時間的に知り合いもおらず、足の痛みも増してきたので、1人だと割高なのだがタクシーを呼んで帰ることにした。
売店まで戻り、テレホンカードを使って公衆電話からタクシーを呼んだが、明らかに面倒くさそうな態度だったのでちょっとイラッとしてしまった。
だが、宮島口まで30分歩く自信は無かったので、仕方ない。
しばらく校門でタクシーを待っていると、無愛想な電話のオッサンとは違う、爽やかなオジさん運転士のタクシーが到着した。
「はい、お待たせ〜。上井君でよいかな?」
「あ、はい。俺です。宮島口駅までお願いします」
「1人かな?」
「はい、誰もファンがいないもんで…」
「ファンかぁ、アッハッハ!それを言ったらオジさんだって誰もいねえよ。まあ乗りなよ」
「はい、お願いします」
タクシーは俺を乗せて、出発した。
「ところでこんな早い時間にお宅の高校生さんから呼ばれるのって珍しいんじゃけど、何かあったんかい?」
「はい、今はクラスマッチってのをやってるんですけど、俺はサッカーの試合に出てたんです。で、いつもモテないもんですから、ちょっとカッコいい場面を…なんて欲張って、相手のドリブルをスライディングで阻止したんです。そしたら慣れないことするから、右足の脛をザックリ切っちゃって…」
「うわぁ、こういう話って、聞いてるだけで背筋がゾワゾワするもんだな。今はどうなの?応急処置しただけかい?」
「そうなんです。別にこれでもいいじゃろ、って思ってたんですが、包帯姿を見た人みんなが、ちゃんと病院に行った方がいいって言われるので、じゃ早退して病院に行こうかな、ってことで…」
「そうだね、下手して悪化すると、大変なことになるからね」
と、運転手さんと会話をしていたら、左側に何となく見慣れた2人組がいた。
(あれ?大村に神戸じゃないか!何勝手に帰ってんだよ、コイツら!副部長だろうが!)
勿論タクシーの方が圧倒的に早いので、あっという間に抜き去ったのだが、俺の中の瞬間湯沸かし器が沸騰するのは秒の問題だった。
最近、神戸に対しては以前の怒りもなく、野口さんの仲介もあって、そろそろ普通に話し掛けてみようかな…と思っていたが、とんでもなかった。

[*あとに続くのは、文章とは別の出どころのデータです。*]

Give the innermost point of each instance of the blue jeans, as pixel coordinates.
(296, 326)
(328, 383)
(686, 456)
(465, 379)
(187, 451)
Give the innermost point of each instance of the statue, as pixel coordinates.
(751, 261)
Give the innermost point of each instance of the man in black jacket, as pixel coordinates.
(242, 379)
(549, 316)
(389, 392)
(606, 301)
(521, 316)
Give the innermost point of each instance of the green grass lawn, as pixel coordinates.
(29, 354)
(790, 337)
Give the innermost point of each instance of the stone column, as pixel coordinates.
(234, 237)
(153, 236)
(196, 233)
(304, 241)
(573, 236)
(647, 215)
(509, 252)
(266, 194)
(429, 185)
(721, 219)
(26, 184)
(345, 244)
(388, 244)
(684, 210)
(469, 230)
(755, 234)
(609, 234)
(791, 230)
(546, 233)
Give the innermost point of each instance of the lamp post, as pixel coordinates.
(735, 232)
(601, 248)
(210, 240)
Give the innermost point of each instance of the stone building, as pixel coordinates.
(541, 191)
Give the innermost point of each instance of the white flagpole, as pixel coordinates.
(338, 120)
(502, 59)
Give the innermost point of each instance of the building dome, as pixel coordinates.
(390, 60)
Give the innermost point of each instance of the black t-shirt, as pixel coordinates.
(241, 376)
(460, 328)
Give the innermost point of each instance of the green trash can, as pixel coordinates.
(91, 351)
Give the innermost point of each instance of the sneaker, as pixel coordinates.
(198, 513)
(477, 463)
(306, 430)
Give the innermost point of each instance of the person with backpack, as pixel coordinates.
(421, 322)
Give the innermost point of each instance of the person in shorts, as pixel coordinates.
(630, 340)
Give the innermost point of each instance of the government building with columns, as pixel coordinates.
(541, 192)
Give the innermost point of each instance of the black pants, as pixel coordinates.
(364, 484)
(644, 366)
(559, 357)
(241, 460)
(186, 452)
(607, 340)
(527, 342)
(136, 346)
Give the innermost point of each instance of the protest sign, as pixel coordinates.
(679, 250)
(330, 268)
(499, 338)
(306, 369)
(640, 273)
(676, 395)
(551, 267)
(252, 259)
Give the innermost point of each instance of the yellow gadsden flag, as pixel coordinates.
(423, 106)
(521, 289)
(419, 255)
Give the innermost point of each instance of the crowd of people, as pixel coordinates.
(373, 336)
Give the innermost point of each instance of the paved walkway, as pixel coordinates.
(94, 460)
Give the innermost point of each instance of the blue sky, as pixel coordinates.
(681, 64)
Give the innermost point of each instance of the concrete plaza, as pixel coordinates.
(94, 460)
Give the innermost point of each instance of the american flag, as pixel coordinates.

こんな無責任な奴等に副部長をやらせていた俺の責任だ。
役員会で副部長を交代させるか…。
「お兄さん、急に無口になりよって、なんか変なもんでも見たんかい?」
「あ、すいません、ちょっと個人的に許せない人間がいたので…」
「それは何かい、今日お兄さんの足を怪我させた相手かな?」
「いえいえ、こんなのはアクシデントですから、怒りませんよ。ちょっとソイツらについて話し出すと宮島口を通り過ぎて大野か大竹まで行っちゃうんで、止めときます」
「そっかー。オジさん的にはその方が儲かるけぇ、嬉しいけどな。なーんてな。アッハッハ!」
その内宮島口駅前に着いた。
「お兄さん、大丈夫かい?荷物とか持てるか?」
「はい、足なんで、大丈夫です」
「じゃまあ、気を付けてな。あと、許せない人間なんてのは、無視に限るよ、無視!気にもしないことが一番だよ」
「あっ、はい…。ありがとうございます」
俺はタクシー料金740円を払い、タクシーから降りた。
今は列車が15分間隔で走っているので、ひょっとしたら大村、神戸と出会う可能性があるかもしれないと思った。
ただ今奴等に出会ったら、どんな暴言を吐いてしまうか、どんな行動をしてしまうか自分でも予想が付かなかったので、2人に会わないように早目に改札を通り、ホームで列車を待っていた。
(あとは村山か…。アイツもどこで何してんだか…)
苛々しながら列車を待っていたら、意外にタイミングが良かったのか、さほど待たずに岩国行きが来た。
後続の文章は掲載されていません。